Hey guys, we’re going to go to the next level, which is truly open carry with a full-size handgun. If I’m out hunting or I’m on the tractor bush hogging or whatever, if I’m out on my property doing anything, this is pretty much what you’re going to see on me. It’s a full-size semiautomatic handgun. It’s got a light on it. It’s co-witnessed metallic sights. It’s got a laser. It’s mag-na-ported. It’s got all the bells and whistles. It’s got a high-capacity magazine. This is pretty much my, what I’m going to go to gun, okay?

The holster here is a Hogue and it has a retention device on it. There again guys, when I’m open carrying this handgun, I’m not going to be around a bunch of people. The reason I have a retention device is if I’m on a tractor or a four wheeler, the last thing I want to do is sit down and have my handgun fall out under the bush hog or I lose it in the swamp somewhere when I’m hunting.

This retention level to me is what I want. What I don’t have is a police duty belt. This can be broken off the belt and taken as a whole package, which is not a good thing if I’m out in the public. This is my in-the-woods belt, in-the-woods holster. Pretty much what you’re going to see me around my place is going to be a handgun setup similar to this, or it might be a revolver. Anyway it’s going to be a full-size on the outside.

I don’t necessarily want to walk around in public like this. It draws a lot of attention on who I am and it also presents this gun to other people that I’m not willing to give it to just yet. This is my open-carry gun. It’s good for what it is. It’s full power. Let’s go ahead and shoot a couple rounds. You can see it puts them right in the middle. That’s a 40 Smith and Wesson, full caliber.

There you have it guys, an open carry with a full-size gun. Hey guys, I’ve got my open carry guns on. In Louisiana it’s legal to carry open. I’ve got one of my favorite AR’s. I love these things. I make a living with them. I train with them. This is who I am. Both of these guns are who I am.

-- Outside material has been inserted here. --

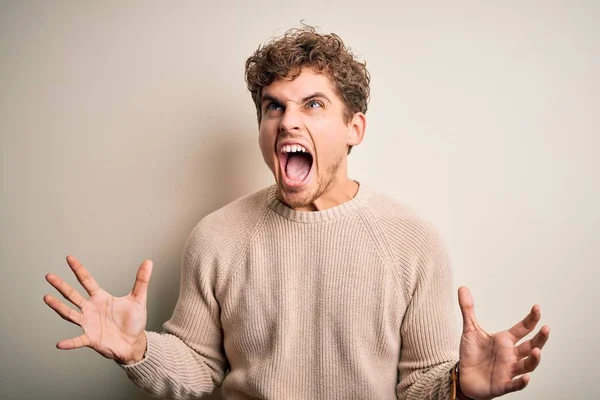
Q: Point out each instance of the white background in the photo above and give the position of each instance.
(124, 123)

I want to give you an idea by posturing and by public perception, and also how to be polite with a firearm. Here I am. I’ve got open carry. I’m going to give you a little scenario. Hey, how are you doing sir? Same scenario, what’s changed? All of a sudden I’m posturing that I have a firearm. My hand is on my firearm. That’s really putting the other guy on the spot instantly. You’re in his face. What is he going to do? You don’t know.

The same thing with this long-gun. It’s on my back. Hey I’m just another friendly fellow you know. Hey, how are you doing? Okay. What’s changed? Everything has changed. My posturing has changed. It’s the same firearm, different presentation. Now all of a sudden, you’re on the spot. What am I going to do? What are my intentions? Your window of opportunity to react to who I am and what I’m going to do has been compromised.

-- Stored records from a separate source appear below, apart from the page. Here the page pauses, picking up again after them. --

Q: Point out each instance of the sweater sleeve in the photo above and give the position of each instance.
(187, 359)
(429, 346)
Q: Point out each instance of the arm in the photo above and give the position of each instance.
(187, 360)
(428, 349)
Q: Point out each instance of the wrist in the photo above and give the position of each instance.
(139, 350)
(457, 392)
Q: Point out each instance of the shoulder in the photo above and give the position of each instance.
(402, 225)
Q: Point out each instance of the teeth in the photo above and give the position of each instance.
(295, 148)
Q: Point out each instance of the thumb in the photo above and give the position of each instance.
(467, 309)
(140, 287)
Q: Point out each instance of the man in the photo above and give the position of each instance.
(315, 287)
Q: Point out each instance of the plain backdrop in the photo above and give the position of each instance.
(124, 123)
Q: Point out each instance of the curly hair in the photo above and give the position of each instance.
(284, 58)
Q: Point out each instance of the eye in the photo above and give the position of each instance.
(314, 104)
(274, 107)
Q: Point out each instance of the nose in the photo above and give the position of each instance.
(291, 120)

This is a sign of respect. Just like carrying a samurai sword. I found out here recently that a samurai sword carried in the right hand was a gesture of friendship, carried in your left hand means you were ready to draw it and go to war. Posturing means a lot and it means a lot to the public, guys. You are a representation of a good gun owner.

Don’t put people on the spot. Nobody likes to be put on the spot. We all want to be friends and good neighbors, so just remember your carrying open like this is considered posturing, and how you do it means a lot to all gun owners in the United States.

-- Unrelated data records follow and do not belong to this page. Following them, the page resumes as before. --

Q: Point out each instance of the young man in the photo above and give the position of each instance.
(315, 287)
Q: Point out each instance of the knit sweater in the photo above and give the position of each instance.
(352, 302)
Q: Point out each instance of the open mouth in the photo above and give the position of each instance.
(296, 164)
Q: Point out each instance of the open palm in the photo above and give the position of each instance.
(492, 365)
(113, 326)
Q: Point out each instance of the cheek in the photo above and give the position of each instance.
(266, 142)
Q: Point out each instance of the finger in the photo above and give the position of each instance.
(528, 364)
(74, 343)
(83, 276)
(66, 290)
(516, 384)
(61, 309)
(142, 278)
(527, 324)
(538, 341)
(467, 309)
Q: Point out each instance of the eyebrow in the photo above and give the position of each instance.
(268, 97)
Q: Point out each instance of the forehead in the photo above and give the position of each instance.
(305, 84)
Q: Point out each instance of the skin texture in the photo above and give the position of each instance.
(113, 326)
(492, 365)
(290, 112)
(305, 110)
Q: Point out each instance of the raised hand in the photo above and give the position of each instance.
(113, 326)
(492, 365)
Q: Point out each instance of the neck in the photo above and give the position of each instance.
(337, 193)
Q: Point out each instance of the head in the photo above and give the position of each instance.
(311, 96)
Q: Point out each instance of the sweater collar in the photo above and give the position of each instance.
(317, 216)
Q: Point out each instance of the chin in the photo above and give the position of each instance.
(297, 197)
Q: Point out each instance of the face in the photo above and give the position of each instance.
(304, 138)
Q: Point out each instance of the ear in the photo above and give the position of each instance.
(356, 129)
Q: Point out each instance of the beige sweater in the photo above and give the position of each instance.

There you have it, open carry versus concealed carry. They both have their strong points. One thing you want to be aware of is all the local ordinances that pertain to gun ownership and concealed open carry. What you want to do guys, you want to train hard and you want to present yourself well in public. You are a representation of all the gun owners in the United States, so be safe and represent us well.